Il l'embrassa doucement. Elle lui rendit, son baiser avec fougue, et ils basculèrent sur le lit.
Beaucoup plus tard, quand ils eurent récupéré leurs esprits, Marc se redressa, prenant appui sur un coude.
-Maintenant que tu as subi bravement ta punition, tu pourras affirmer que j'ai pardonné.
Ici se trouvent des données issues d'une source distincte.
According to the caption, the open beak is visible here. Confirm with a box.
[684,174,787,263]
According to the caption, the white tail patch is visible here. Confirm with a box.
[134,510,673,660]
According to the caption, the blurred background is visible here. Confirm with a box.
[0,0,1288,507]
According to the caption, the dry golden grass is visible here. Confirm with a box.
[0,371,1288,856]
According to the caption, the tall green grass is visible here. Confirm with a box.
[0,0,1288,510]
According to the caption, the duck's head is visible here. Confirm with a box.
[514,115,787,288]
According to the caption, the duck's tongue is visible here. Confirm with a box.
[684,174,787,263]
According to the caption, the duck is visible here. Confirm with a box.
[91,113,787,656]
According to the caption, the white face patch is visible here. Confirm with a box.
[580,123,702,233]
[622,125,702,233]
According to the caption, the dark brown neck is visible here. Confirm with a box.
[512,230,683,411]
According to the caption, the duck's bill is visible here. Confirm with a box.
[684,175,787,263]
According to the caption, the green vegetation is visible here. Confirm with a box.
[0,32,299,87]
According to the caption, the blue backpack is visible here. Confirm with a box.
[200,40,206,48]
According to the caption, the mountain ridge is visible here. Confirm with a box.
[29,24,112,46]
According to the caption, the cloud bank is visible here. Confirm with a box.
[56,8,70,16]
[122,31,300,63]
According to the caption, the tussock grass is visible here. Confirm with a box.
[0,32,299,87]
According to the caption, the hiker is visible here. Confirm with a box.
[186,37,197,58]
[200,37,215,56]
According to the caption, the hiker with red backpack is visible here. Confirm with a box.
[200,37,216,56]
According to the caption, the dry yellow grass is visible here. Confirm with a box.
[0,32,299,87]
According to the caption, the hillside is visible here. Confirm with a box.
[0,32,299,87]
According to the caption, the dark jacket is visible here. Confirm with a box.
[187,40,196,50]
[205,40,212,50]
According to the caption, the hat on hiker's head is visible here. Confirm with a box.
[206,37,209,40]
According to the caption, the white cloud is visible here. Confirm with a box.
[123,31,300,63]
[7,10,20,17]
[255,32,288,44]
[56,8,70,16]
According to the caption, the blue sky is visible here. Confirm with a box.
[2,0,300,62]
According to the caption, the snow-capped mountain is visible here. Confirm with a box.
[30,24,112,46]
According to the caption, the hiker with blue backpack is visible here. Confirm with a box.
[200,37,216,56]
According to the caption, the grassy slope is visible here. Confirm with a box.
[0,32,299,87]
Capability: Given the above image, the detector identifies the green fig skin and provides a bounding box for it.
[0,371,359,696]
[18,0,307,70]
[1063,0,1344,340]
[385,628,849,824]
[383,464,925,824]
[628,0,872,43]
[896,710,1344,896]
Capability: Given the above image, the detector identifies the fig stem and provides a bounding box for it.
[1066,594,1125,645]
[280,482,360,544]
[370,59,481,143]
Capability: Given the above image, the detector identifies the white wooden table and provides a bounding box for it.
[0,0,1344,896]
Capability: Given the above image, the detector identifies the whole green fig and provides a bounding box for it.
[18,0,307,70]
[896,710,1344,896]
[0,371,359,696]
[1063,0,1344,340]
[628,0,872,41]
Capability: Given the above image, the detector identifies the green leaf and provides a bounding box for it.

-C'était une récompense, murmura-t-elle, la tête posée sur la poitrine du Terrien. Je n'avais jamais connu un tel bonheur ! Mais pour les rassurer, tu dois me battre. (Devançant le refus de son amant, elle ajouta :) Je t'en prie ! Juste quelques coups, avec des marques bien visibles. Ainsi, je pourrai les exhiber fièrement. Je t'assure que c'est indispensable : sinon, mon mari ne voudra pas me croire, et il me frappera. Or, il a la main lourde...
-Il te bat ?
-Seulement lorsque j'ai commis de grosses fautes.
-Tu ne sembles pas lui en vouloir.
-En aucune façon. Ce qu'il m'inflige, je l'ai toujours mérité.
Roulant sur elle-même, elle se retrouva à plat ventre.
-Commence aux épaules et descends jusqu'au creux des reins. Il serait bien que les traces se croisent.
Marc lui administra trois coups, juste assez fort pour strier de rouge son épiderme nacré.
-Comme toi, je ne peux pas plus !
-Tu es merveilleux.
-C'est la première fois que je fouette une femme, bougonna Marc, et il faut qu'elle me remercie !
Mina se retourna, se remettant sur le dos. Elle tendit les bras, le regard brillant, prouvant qu'elle n'était nullement hostile à l'ouverture d'un second round.